If that is true, what we need is more spooks, more electronic wizardry and unmanned spy planes and possibly more nurses. More money is going into electronic spying. Still, you get a feeling that behind all the breast-beating about loss of status in the world and "poor little Britain", there is a niggling anxiety that the policy wonks could be getting it wrong.



Is it really just terrorist splinter groups, mad mullahs, teenage computer geeks and that megalomaniac in Teheran that we need to worry about? My guess is that we will again be confounded, the wheel will turn circle and old-fashioned threats of war will emerge.

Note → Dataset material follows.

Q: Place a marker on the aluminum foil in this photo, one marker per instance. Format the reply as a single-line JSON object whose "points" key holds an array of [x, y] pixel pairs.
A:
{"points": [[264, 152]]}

Who might be the aggressors? To find answers, we need to look at what is happening in the conventional military sphere and the answer is that China is arming itself. China will spend $78-billion this year on its military, an 8 per cent increase on 2009, and that is a slowdown after 10 years of double-digit increases in spending on the People's Army. China is spending more in East Asia than its neighbours and its navy is moving further afield, for legitimate reasons, to defend sea trade routes. China has agreements for its navy to use ports in Sri Lanka and its vessels have patrolled the coast of Somalia, to protect Chinese ships from pirates. Then, there are territorial disputes between China and its neighbours over the Spratly and Paracel Islands, not to mention the never-ending row with Taiwan.

China is not yet acting aggressively and it may never do so. But it is asserting itself as the dominant regional power as it must do because the U.S. is no longer capable of policing this region. We should be wary.